I read that alto sham 3 door warmer has only one temp setting for all drawers where as HATCO each drawer has individual temp control. am i correct!!


----------



## ed buchanan (May 29, 2006)

Not sure about hatco I had one of the first models and it was 1 temp if I remember correctly. Just look at the construction alone, the seams type of gauge of steel etc. Anything I ever used from Alto was good however the new Combi ovens are In my opinion better then alto , also a lot more $ but well worth it.


----------



## cez6 (Feb 2, 2009)

My aunt own alto Food warmer I think it's nice because she,s using it tree years until now and it's fine.


----------



## treehugger057 (Mar 6, 2009)

I use an alto sham. I have never had a problem with it. I cant say good or bad for hatco. Good luck


----------



## boar_d_laze (Feb 13, 2008)

Why limit your indecision to two brands? There's a lot of good units out there -- and most are a lot more alike than they are different.
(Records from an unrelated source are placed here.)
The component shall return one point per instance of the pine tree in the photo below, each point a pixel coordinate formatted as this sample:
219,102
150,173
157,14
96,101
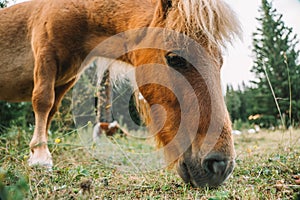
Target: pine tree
276,58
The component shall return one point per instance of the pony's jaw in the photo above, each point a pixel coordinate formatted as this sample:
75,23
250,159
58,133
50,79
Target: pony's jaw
205,173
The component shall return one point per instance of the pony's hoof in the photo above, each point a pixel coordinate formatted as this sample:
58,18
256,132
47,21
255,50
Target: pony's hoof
40,157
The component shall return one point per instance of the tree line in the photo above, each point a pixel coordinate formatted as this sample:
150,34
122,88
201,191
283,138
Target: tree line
273,98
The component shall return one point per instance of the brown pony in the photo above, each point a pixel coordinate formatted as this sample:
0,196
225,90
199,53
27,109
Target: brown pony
45,43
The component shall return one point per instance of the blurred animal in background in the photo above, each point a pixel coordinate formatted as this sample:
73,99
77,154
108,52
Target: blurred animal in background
109,129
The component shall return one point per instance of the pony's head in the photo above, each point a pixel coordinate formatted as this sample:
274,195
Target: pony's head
178,73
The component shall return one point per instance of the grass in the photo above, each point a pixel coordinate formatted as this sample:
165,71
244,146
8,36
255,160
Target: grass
266,164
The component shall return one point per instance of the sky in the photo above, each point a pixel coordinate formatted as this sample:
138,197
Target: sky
238,57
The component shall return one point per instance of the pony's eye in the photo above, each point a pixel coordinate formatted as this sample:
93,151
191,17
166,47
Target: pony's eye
174,60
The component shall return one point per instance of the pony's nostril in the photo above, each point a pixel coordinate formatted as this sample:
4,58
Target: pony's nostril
215,165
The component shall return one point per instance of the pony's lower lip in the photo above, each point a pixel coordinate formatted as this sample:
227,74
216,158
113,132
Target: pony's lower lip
197,176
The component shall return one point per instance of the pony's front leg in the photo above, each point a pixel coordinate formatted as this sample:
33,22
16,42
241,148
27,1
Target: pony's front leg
43,97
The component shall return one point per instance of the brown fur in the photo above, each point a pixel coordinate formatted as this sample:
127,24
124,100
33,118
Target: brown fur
44,42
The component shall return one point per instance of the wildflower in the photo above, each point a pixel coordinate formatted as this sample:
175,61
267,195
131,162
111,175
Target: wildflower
57,141
249,150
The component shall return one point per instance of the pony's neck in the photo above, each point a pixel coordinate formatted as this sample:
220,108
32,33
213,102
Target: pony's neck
115,16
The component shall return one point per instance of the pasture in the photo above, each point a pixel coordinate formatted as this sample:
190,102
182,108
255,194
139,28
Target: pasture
266,167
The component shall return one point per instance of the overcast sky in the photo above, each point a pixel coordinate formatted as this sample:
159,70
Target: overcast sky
238,61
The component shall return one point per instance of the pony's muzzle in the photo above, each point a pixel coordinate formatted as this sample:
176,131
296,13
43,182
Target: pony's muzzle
213,171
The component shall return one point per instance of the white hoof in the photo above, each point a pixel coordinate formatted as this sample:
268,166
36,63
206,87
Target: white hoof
40,157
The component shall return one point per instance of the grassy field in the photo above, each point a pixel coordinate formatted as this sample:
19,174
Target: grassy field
267,165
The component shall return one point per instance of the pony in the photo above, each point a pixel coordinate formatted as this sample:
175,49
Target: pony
45,45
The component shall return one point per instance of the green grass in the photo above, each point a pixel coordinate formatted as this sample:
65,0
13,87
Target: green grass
266,163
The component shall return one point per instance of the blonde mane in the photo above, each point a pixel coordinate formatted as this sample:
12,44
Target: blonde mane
211,22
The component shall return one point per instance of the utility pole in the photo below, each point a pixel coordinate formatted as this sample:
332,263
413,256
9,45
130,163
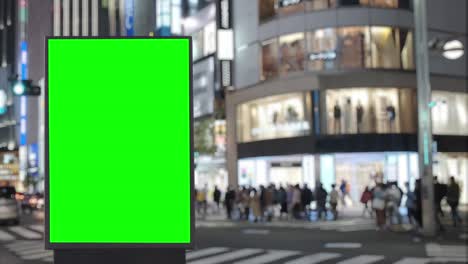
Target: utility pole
424,118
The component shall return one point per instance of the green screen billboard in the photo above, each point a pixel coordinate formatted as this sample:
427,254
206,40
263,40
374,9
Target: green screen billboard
119,162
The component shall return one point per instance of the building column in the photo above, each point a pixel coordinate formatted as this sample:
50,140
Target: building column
317,172
231,148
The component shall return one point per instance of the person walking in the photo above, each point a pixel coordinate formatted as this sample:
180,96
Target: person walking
296,202
283,201
306,199
217,197
321,196
410,204
440,191
345,189
229,200
262,193
393,198
453,198
269,202
366,197
246,202
418,204
334,196
378,204
254,204
201,201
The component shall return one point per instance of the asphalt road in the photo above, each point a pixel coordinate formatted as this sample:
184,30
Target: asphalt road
345,242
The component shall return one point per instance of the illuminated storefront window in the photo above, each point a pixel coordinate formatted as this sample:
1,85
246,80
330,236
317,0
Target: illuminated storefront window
204,41
354,47
450,113
357,47
292,53
370,110
269,59
269,9
280,116
322,49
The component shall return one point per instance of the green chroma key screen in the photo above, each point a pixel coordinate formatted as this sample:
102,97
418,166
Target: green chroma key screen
118,146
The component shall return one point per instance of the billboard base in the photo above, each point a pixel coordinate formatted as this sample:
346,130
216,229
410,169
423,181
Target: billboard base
119,256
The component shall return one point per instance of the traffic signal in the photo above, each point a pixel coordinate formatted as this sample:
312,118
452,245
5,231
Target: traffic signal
25,88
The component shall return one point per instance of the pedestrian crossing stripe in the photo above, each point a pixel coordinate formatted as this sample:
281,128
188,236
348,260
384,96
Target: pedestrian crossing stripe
363,259
33,232
269,256
315,258
238,254
5,236
340,225
436,250
204,252
34,250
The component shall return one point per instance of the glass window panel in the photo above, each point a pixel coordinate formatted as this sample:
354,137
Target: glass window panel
197,45
287,7
384,3
385,46
407,49
353,2
322,49
320,4
276,116
450,113
353,47
291,53
266,9
209,33
370,110
270,59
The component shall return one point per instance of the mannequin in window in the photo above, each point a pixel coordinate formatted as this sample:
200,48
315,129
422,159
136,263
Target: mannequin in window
275,117
359,116
391,115
337,118
292,114
348,110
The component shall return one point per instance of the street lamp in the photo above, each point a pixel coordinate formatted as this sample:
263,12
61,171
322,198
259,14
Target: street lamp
19,88
449,48
453,49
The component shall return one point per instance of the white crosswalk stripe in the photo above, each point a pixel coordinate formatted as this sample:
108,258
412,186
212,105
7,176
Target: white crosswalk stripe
34,250
31,250
38,228
24,232
352,225
272,255
4,236
41,255
228,256
413,261
204,252
315,258
436,250
363,259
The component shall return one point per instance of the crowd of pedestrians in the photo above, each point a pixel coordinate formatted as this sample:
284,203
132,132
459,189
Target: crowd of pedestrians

Actually ... if at all possible, don't buy new. Buy used with enough of a guarantee that you can at least find out whether it works or not. In this economy there's no need to drop more than $2K on something you can probably get for less than half. Don't let an afternoon of communing with a bottle of oven cleaner keep you away from saving $1500. 

This is for money,
BDL


----------



## foodpump (Oct 10, 2005)

All depends on what you want to keep warm, I guess. For a lot of crispy things, use the hatco. For stuff like mashed potatoews, pasta, anything in a sauce, nothing beats a Cambro--they are cheaper and don't use any power. Thyen again, I've seen speed racks covered in aluminum sheet and rigged with car heaters to keep stacks of plates warm prior to plating as well.


----------



## sartajbedi (Jan 20, 2009)

Thanks you all for your feedback.

We bought a 3 drware HATCO food warmers. Preferred it over alto sham because in HATCO each drawer has individual tempretaure control and alto sham had a single control for all drawers.

Thanks


----------